Menteri Ketenagakerjaan (Menaker) Yassierli melaporkan jumlah pemutusan hubungan kerja (PHK) di Indonesia mencapai 24.036 orang hingga 23 April 2025. Angka ini setara hampir sepertiga dari total kasus PHK sepanjang 2024 yang tercatat sebanyak 77.565 orang.
"Kalau dibandingkan secara tahunan, jumlah PHK saat ini memang meningkat," ujar Yassierli dalam rapat kerja bersama Komisi IX DPR RI, Senin (5/5).
Data Kementerian Ketenagakerjaan menunjukkan Jawa Tengah menjadi provinsi dengan jumlah PHK tertinggi, yakni 10.692 orang. Disusul oleh DKI Jakarta dengan 4.649 orang, dan Riau sebanyak 3.545 orang.
Sementara itu, dari sisi sektor usaha, industri pengolahan menjadi penyumbang terbesar dengan 16.801 kasus PHK. Selanjutnya sektor perdagangan besar dan eceran mencatatkan 3.622 kasus, diikuti sektor aktivitas jasa lainnya dengan 2.012 kasus.

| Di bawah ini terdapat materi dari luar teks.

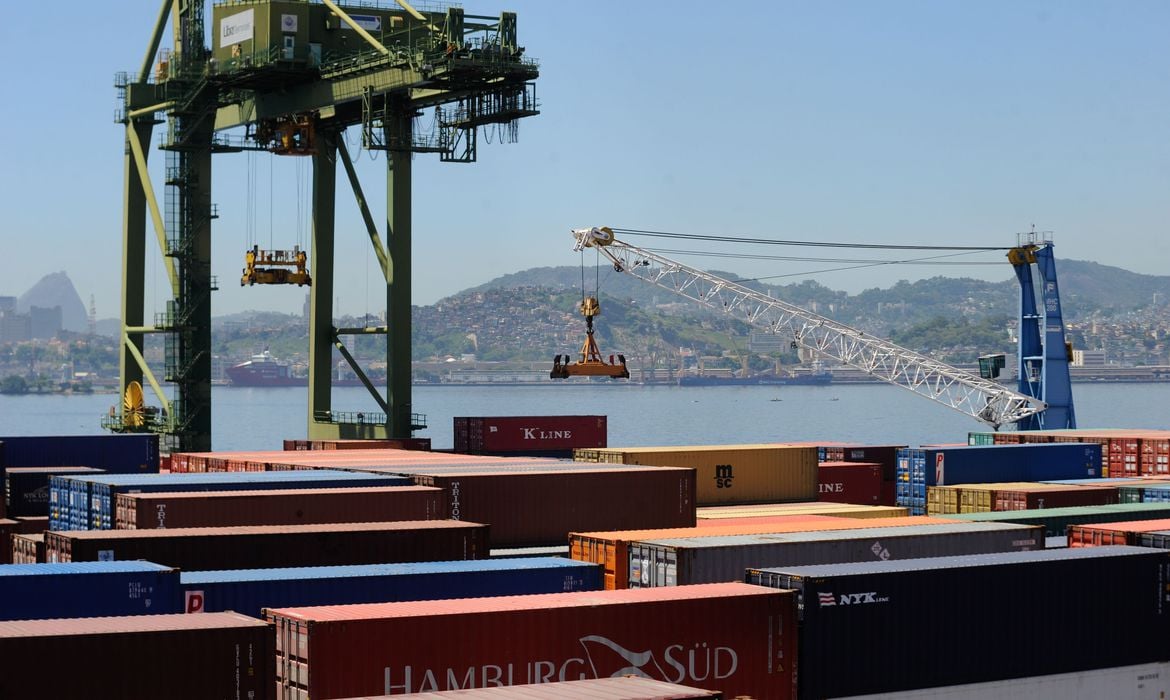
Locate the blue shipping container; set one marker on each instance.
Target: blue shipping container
(98, 513)
(990, 464)
(250, 590)
(87, 589)
(117, 454)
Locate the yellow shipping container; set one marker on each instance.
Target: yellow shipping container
(833, 509)
(729, 473)
(942, 500)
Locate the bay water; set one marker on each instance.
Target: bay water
(252, 418)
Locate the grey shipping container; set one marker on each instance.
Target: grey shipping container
(950, 620)
(144, 657)
(276, 546)
(683, 561)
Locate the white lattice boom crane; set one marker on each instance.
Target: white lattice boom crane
(979, 398)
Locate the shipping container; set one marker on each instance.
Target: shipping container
(88, 589)
(27, 488)
(850, 482)
(8, 528)
(117, 453)
(422, 444)
(103, 489)
(1052, 495)
(506, 434)
(1144, 681)
(813, 508)
(729, 473)
(904, 625)
(1055, 521)
(882, 454)
(737, 637)
(28, 549)
(1114, 533)
(541, 508)
(630, 687)
(250, 590)
(921, 468)
(219, 508)
(193, 549)
(144, 657)
(612, 549)
(681, 561)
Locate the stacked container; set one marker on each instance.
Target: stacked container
(952, 620)
(276, 546)
(678, 561)
(921, 468)
(738, 637)
(170, 509)
(145, 657)
(729, 474)
(250, 590)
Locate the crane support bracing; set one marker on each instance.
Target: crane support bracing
(983, 399)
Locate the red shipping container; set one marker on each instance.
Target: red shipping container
(1113, 533)
(733, 636)
(850, 482)
(148, 657)
(541, 508)
(27, 549)
(882, 454)
(266, 547)
(1030, 499)
(301, 506)
(528, 433)
(627, 687)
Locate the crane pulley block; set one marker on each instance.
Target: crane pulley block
(591, 364)
(273, 267)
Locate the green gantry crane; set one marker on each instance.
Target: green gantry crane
(294, 75)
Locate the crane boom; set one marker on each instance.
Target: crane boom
(965, 392)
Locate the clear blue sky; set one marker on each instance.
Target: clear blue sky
(904, 122)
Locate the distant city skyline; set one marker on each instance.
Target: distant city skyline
(916, 122)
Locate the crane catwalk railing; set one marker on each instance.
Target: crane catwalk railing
(962, 391)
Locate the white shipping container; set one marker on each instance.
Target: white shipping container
(1146, 681)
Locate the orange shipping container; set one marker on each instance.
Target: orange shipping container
(1113, 533)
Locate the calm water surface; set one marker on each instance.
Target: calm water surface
(261, 418)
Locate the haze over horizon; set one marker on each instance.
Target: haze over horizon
(934, 123)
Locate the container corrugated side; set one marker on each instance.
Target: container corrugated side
(967, 620)
(193, 549)
(252, 590)
(178, 657)
(28, 549)
(1144, 681)
(740, 636)
(279, 507)
(1115, 533)
(737, 473)
(104, 489)
(541, 508)
(119, 453)
(27, 488)
(1055, 521)
(628, 687)
(708, 560)
(612, 549)
(88, 589)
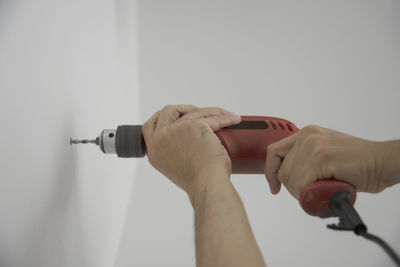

Yassierli menjelaskan bahwa terdapat 25 penyebab PHK yang diidentifikasi, dengan 7 faktor utama yang paling dominan. Di antaranya adalah kerugian perusahaan akibat penurunan pasar, relokasi perusahaan untuk menekan biaya, perselisihan hubungan industrial, hingga efisiensi dan kebangkrutan.
"Mitigasi PHK tidak bisa disamaratakan. Harus dilihat kasus per kasus," ujarnya.
Angka Pengangguran Meningkat
Badan Pusat Statistik (BPS) mencatat, per Februari 2025, sebanyak 7,28 juta orang di Indonesia masih menganggur.
Angka ini setara dengan 4,76 persen dari total angkatan kerja yang berjumlah 153,05 juta orang. Dibandingkan Februari 2024, tingkat pengangguran meningkat 0,08 persen atau bertambah 83 ribu jiwa.
“Jumlah pengangguran naik menjadi 7,28 juta orang. Ini meningkat 83 ribu orang dibandingkan tahun lalu,” ujar Kepala BPS Amalia Adininggar Widyasanti dalam konferensi pers di Jakarta, Senin (5/5).
Namun di sisi lain, jumlah penduduk yang bekerja juga bertambah signifikan, yakni mencapai 145,77 juta orang, naik 3,59 juta orang dibandingkan Februari 2024.
Lapangan Kerja Masih Didominasi Sektor Tradisional
Tiga sektor utama yang menyerap tenaga kerja terbanyak masih didominasi sektor konvensional: pertanian, perdagangan, dan industri pengolahan.
- Perdagangan mencatat pertumbuhan tertinggi dengan tambahan 980 ribu pekerja.
- Pertanian menyusul dengan penambahan 890 ribu tenaga kerja.
- Sektor industri pengolahan menambah sekitar 720 ribu pekerja.